Шай добавила заметку. Гаотона поощрял Ашравана добиваться трона. Однако позже Ашраван отзывался о Гаотоне с презрением. Что изменилось? Шай дописала заметку и перелистнула дневник на несколько лет вперед.
Личный дневник императора Ашравана завораживал. Император делал записи собственноручно и оставил указания уничтожить дневник после своей смерти. Арбитры вручили его Шай с неохотой и многословными обоснованиями. Император не умер. Его тело еще живо. Следовательно, можно с чистой совестью не предавать записи огню.
Они говорили с убежденностью, но Шай видела в их глазах сомнения. Арбитров было легко прочитать — всех, кроме Гаотоны. Его сокровенные помыслы все так же от нее ускользали. Арбитры не понимали, для чего велся этот дневник. Зачем писать, недоумевали они, если не для потомков? Зачем доверять мысли бумаге, если не для того, чтобы их прочитали другие?
«Все равно что спрашивать поддельщика, почему тот испытывает удовлетворение, когда его работу выставляют на всеобщее обозрение и ни один человек не догадывается, что восхищение вызывает именно его фальшивка, а не оригинальный предмет искусства», — подумала Шай.

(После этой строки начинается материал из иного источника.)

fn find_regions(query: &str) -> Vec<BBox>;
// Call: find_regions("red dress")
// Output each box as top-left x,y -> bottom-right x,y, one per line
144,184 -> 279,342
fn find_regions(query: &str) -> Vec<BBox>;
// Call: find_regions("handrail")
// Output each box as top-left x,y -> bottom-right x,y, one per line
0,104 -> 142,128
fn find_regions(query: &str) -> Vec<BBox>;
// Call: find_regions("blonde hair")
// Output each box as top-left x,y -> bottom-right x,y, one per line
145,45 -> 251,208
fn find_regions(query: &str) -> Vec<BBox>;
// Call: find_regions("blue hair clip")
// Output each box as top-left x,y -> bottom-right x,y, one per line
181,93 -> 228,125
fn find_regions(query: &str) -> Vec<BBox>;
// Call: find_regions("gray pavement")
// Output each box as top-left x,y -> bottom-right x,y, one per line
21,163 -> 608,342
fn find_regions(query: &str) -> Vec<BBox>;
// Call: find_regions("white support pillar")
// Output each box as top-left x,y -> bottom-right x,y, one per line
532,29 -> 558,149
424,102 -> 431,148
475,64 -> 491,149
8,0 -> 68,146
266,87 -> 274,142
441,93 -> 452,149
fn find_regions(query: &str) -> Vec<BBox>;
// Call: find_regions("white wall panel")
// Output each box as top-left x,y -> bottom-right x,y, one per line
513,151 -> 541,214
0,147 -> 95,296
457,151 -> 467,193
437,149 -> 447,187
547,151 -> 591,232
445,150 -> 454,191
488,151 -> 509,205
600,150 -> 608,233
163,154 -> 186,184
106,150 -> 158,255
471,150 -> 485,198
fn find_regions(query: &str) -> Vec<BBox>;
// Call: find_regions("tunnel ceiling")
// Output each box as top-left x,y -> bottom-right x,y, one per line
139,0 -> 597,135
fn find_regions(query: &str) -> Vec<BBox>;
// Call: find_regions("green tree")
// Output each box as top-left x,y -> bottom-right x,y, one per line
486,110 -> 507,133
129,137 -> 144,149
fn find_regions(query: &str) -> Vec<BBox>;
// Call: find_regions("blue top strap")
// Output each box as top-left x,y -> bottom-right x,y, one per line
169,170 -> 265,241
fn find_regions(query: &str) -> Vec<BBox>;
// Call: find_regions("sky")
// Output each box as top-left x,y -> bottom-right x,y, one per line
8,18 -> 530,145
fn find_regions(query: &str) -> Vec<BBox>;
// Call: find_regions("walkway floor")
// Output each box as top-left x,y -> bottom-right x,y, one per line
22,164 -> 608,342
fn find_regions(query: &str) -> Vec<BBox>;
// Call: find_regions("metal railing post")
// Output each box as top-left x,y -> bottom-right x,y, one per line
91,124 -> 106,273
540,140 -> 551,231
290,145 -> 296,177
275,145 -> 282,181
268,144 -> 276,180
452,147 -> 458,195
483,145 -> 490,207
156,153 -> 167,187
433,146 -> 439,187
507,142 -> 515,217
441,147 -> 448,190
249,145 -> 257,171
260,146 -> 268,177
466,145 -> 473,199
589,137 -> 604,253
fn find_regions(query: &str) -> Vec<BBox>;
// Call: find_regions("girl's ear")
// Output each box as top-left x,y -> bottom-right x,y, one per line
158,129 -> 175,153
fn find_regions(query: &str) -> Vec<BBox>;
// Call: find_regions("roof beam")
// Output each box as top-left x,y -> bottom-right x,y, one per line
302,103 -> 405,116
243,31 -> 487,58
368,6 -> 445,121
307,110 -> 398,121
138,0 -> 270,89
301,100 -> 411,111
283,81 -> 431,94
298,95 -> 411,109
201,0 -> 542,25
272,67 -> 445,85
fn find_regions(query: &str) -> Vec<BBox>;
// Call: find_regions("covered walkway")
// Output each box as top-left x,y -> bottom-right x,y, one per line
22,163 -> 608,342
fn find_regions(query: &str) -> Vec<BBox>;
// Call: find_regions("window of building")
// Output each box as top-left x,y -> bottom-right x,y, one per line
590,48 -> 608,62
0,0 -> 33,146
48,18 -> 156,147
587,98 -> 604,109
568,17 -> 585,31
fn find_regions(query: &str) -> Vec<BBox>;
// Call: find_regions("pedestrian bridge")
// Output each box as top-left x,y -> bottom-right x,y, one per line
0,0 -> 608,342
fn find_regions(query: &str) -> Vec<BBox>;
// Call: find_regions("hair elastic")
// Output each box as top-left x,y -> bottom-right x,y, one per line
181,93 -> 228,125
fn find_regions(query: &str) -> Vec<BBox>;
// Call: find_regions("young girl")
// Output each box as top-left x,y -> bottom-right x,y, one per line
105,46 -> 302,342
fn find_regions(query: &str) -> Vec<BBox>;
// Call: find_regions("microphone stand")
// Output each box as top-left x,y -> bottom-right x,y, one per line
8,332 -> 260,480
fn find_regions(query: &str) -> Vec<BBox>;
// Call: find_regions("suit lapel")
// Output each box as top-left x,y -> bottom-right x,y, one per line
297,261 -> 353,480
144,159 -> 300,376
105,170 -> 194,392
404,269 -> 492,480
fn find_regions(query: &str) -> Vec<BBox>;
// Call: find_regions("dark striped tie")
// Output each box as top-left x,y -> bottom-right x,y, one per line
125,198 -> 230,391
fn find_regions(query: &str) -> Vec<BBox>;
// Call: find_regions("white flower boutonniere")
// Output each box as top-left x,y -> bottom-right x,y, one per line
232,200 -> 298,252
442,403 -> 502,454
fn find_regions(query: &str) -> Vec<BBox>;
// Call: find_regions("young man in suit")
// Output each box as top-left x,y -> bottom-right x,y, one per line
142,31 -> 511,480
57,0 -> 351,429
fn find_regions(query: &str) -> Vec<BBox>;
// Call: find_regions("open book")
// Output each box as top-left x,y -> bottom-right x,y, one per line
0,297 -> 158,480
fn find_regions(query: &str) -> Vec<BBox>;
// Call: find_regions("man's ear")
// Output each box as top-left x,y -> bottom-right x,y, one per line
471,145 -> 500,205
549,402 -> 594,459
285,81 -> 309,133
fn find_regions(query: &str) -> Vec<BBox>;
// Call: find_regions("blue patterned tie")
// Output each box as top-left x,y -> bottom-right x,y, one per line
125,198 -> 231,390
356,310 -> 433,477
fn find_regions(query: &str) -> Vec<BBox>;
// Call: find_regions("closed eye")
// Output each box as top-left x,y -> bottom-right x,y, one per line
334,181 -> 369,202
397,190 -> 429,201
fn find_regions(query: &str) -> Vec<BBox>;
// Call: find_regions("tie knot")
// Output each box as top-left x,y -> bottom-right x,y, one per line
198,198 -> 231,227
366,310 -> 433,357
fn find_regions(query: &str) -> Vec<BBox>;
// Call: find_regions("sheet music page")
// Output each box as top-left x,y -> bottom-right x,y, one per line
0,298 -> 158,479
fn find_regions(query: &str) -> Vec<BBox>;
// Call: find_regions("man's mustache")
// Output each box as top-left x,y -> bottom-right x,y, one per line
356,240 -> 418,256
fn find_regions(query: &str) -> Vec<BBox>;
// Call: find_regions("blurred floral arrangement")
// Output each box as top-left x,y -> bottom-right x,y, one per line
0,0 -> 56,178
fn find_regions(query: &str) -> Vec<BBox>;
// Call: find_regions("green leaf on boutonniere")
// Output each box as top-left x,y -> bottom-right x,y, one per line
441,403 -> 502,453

Дневник поведал об императоре намного больше, чем официальные хроники, и не только из-за содержания. Страницы были потрепанными и запятнанными от частого листания. Ашраван писал дневник, чтобы читать самому.
Какие воспоминания он так усиленно выискивал, снова, и снова, и снова перечитывая дневник? Предавался ли он тщеславию, переживая восторг прошлых побед? Или наоборот, сомневался в себе? Или часами искал нужные заметки, чтобы оправдать ошибки? Или была другая причина?
Дверь в комнату открылась. К ней больше не стучали. Да и с какой стати? Ее уже лишили даже намека на личное пространство. Шай по-прежнему пленница, просто более важная, чем прежде.
В сопровождении капитана Зу вошла Фрава, мрачная и элегантная, в одеянии приглушенного фиолетового цвета. Вплетенные в ее седую косу ленты на этот раз были фиолетово-золотыми. Мысленно вздохнув, Шай поправила очки. После того как Гаотона ушел на праздник, она рассчитывала, что никто не нарушит ее уединение и ночь пройдет в исследованиях и разработке плана.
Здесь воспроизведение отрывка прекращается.